Eats Shoots and Leaves

14th Nov 2011

Edinburgh Zoo has added Pandas to its collection in an effort to boost flagging visitor numbers but these Chinese animals also come at a huge cost. The bamboo eaters (hence the title of the award winning grammar book Eats Shoots and Leaves) cost around £70,000 per year to feed, which buys around 15 tonnes of the oversized grass. The bamboo is actually imported from relatively nearby – a farm in Holland – but the frequency with which it has to be brought over still racks up the cost. It is then loaded onto a truck near Amsterdam and transported across to England by ferry, before making the journey by road up to Edinburgh Zoo. That contributes greatly to the massive overall cost of looking after the pandas, thought to be around £1m per year. The zoo is however trying to cut down on how much bamboo it has to import over the next few years. This in itself concerns some environmental groups which question the sustainability of importing bamboo for pandas across such great distance over a 10 year period. Yet the zoo has said that it could not rely on the availability of home grown bamboo, especially when it formed such a key part of the pandas’ diets.
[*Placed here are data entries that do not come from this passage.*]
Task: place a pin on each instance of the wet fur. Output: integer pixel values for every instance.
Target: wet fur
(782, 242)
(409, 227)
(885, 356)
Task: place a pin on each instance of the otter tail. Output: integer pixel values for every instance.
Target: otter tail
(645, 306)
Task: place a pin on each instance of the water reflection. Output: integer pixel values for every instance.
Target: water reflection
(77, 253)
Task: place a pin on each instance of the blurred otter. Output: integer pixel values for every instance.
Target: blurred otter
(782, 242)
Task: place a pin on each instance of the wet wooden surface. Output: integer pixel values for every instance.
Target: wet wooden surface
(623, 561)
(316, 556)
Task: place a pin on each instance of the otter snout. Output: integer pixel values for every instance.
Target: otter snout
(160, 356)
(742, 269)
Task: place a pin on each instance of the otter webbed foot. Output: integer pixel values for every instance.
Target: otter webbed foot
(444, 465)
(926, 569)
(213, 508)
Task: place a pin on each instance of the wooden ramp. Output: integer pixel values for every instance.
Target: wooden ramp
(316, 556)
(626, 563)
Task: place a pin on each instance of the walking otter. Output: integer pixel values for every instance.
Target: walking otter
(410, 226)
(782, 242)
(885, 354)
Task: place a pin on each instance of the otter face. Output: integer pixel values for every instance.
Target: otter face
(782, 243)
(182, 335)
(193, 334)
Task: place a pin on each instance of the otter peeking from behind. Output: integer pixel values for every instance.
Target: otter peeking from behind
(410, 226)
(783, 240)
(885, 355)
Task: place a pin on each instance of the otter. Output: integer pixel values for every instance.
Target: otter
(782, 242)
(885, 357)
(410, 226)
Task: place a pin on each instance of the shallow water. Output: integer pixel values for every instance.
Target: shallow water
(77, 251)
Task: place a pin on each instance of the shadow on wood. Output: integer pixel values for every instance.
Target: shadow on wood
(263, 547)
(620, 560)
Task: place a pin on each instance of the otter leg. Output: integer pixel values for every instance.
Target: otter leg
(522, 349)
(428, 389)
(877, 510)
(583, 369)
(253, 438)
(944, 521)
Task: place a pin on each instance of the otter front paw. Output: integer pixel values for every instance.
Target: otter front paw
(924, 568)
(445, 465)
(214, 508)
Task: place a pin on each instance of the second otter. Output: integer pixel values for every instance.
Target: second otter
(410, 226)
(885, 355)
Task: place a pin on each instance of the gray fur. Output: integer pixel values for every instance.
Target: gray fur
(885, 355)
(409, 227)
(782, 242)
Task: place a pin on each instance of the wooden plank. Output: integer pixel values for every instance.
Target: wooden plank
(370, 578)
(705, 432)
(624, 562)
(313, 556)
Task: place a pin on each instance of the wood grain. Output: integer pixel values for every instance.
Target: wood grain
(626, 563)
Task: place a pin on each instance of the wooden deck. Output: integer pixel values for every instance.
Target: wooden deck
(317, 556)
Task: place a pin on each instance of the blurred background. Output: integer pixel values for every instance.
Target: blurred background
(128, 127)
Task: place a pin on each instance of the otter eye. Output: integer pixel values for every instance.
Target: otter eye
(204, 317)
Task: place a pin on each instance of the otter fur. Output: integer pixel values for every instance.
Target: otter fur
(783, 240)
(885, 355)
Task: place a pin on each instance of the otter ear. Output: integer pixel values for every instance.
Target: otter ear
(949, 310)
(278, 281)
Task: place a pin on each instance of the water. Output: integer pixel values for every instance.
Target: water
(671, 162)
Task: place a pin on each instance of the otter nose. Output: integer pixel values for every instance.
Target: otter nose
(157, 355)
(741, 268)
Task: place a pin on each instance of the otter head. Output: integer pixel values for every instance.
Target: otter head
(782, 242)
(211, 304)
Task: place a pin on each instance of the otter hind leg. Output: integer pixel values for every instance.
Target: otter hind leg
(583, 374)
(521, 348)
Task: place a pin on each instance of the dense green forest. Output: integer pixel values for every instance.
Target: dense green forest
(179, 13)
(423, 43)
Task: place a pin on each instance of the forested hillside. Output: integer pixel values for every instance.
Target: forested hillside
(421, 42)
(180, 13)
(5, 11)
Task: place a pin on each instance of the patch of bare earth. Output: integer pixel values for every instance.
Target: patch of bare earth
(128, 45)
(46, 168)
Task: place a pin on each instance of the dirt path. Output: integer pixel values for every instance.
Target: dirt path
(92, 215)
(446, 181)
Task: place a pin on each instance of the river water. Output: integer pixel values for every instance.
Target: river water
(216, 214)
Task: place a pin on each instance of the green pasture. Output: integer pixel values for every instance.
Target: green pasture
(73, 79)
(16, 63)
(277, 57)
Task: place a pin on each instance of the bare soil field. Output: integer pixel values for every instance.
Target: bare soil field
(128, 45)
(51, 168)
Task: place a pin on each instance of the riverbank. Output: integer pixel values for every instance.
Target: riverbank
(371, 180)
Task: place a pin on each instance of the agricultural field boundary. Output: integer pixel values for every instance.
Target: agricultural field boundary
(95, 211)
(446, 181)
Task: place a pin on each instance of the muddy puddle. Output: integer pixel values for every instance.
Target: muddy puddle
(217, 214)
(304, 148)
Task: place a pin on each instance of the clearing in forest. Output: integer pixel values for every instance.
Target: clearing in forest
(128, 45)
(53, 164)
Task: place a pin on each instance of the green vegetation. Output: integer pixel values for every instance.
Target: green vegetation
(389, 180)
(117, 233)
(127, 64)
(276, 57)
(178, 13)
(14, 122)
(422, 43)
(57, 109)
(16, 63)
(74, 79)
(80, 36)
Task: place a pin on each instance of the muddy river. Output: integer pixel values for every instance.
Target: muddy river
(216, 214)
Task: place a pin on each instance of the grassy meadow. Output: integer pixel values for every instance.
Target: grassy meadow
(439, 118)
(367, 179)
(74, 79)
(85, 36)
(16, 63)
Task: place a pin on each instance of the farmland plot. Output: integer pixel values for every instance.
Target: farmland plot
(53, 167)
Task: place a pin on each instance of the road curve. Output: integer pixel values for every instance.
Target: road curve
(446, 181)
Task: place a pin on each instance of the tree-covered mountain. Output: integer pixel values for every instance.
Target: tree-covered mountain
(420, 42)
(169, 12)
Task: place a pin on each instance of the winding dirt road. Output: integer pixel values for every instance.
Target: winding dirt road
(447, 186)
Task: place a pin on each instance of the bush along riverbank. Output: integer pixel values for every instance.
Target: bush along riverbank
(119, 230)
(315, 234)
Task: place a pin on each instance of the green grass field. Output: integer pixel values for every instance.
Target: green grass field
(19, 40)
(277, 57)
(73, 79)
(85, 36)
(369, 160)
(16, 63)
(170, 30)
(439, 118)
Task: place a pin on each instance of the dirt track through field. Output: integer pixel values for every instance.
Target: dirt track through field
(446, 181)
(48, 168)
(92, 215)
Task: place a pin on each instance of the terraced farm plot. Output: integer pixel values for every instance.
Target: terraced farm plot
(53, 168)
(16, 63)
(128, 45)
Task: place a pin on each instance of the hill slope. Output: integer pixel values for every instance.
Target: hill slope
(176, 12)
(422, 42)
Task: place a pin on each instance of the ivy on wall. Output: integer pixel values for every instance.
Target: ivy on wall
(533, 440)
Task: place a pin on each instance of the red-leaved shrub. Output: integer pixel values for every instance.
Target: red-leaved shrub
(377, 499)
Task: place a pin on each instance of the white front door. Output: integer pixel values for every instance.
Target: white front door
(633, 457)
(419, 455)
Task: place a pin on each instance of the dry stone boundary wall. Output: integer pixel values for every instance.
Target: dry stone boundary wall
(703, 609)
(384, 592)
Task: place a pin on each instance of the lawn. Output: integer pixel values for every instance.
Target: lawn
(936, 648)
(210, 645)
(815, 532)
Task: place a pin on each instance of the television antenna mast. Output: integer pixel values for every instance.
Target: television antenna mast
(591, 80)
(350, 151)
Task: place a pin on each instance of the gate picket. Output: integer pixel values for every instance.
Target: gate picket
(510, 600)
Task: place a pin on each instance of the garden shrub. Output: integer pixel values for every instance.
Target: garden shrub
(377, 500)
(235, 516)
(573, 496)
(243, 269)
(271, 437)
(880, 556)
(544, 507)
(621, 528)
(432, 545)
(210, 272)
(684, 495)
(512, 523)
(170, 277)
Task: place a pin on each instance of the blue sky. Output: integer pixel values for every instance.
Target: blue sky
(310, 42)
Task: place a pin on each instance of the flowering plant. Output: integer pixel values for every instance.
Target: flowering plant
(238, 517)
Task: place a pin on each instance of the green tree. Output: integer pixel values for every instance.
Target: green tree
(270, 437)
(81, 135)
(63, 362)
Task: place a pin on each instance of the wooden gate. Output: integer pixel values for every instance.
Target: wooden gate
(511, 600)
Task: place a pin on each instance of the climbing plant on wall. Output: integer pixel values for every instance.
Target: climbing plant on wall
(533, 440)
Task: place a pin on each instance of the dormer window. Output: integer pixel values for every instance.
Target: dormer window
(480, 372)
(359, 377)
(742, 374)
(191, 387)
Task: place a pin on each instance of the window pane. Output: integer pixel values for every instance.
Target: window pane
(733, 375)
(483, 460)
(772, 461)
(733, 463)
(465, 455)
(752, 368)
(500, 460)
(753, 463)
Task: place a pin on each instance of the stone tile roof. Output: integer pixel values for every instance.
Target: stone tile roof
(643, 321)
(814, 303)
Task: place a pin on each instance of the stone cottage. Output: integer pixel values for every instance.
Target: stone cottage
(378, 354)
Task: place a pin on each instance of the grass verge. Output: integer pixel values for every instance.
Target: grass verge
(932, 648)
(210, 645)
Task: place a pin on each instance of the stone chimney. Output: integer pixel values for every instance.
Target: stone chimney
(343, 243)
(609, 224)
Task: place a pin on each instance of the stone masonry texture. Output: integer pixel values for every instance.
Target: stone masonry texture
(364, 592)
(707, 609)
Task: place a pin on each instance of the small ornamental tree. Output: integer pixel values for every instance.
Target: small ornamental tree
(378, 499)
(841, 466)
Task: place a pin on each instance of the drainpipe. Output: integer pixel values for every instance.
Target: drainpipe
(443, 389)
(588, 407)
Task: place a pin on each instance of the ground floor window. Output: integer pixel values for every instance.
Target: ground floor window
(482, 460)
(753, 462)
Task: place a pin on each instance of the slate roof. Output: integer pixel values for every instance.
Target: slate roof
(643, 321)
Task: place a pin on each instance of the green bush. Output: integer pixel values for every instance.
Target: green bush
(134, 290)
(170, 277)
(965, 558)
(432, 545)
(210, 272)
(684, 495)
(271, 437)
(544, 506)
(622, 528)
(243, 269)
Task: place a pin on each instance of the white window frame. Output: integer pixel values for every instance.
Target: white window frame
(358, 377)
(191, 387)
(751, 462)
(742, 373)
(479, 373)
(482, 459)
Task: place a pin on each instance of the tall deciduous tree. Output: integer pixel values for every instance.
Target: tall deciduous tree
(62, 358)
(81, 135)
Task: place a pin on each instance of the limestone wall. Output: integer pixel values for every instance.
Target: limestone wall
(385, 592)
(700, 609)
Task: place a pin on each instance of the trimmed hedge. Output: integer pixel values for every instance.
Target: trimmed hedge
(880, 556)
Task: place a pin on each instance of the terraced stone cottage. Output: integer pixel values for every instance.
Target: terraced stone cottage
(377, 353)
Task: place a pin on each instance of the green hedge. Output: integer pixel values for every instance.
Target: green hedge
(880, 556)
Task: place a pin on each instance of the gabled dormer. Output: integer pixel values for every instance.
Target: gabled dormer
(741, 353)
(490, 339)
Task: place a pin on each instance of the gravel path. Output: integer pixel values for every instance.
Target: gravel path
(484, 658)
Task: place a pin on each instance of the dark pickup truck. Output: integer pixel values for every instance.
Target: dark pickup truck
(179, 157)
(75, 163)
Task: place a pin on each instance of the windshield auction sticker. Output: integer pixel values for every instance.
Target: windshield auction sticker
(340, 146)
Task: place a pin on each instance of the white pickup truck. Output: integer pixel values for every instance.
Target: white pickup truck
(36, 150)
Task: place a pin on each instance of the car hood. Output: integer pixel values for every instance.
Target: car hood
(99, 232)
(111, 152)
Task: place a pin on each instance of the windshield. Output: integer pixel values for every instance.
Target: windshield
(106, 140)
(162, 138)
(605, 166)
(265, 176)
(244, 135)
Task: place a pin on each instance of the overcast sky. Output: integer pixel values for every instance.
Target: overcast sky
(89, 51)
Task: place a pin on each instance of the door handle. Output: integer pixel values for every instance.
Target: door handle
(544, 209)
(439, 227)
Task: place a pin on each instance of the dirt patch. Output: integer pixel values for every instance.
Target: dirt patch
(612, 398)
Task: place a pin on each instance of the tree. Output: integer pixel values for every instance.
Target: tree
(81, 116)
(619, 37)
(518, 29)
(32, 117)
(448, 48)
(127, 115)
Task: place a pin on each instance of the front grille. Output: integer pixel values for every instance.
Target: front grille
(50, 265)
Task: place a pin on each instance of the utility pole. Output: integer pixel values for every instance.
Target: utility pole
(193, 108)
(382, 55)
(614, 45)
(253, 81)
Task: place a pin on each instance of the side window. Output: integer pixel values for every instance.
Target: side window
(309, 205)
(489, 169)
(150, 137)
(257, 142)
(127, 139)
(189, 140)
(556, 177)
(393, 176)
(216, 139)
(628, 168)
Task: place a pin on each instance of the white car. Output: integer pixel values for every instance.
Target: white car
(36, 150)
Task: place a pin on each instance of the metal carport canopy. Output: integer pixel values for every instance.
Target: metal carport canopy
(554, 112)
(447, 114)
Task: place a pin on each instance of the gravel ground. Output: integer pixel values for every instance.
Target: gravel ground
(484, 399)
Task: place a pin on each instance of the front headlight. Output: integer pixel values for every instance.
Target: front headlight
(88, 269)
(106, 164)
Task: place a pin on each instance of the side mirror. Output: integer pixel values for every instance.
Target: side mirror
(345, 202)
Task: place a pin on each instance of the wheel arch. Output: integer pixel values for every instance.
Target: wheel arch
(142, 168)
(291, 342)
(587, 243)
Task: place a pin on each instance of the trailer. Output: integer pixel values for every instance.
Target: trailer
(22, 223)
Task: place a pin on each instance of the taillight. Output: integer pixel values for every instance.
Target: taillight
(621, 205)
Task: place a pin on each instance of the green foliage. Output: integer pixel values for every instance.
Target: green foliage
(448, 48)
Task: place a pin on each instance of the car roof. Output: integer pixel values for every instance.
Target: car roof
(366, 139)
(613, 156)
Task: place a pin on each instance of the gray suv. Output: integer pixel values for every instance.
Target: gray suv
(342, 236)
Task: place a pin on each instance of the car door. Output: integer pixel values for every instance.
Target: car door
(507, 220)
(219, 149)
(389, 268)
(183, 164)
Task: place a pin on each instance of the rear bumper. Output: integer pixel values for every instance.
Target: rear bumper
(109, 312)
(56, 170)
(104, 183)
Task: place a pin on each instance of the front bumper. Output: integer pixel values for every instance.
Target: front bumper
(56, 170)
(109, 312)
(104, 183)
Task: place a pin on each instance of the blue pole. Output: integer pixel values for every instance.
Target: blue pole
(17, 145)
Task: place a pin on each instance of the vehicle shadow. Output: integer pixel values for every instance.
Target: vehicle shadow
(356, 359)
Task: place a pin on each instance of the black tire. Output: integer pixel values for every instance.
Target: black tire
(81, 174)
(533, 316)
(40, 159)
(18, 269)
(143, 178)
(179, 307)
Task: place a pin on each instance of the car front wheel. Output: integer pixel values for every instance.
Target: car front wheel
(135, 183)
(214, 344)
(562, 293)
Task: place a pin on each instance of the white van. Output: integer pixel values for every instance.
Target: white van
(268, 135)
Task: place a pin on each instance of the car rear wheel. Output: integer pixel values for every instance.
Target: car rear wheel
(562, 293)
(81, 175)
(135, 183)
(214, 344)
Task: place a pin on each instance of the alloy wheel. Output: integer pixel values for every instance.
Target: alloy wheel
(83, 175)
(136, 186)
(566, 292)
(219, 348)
Giant Pandas eat 60 metres of bamboo stems each year. Yang Guang and Tian Tian will be welcomed as the first pandas to grace British soil for nearly 20 years. Currently they live in bamboo forests at the Ya'an reserve in the Sichuan province of China. It will be a far cry from their new home in the capital of Scotland, where they are expected to arrive just in time for the holiday season.

A spokesman for Animal Defenders International said: “There is very little evidence of successful conservation breeding, the problem being that animals bred in zoos can rarely be released into the wild. This is an unnatural environment for them.” However the BBC ran an article last week which said that the extinction of a sub species of Black Rhino in Western Africa showed that zoos still have a vital role to play in the conservation of endangered species.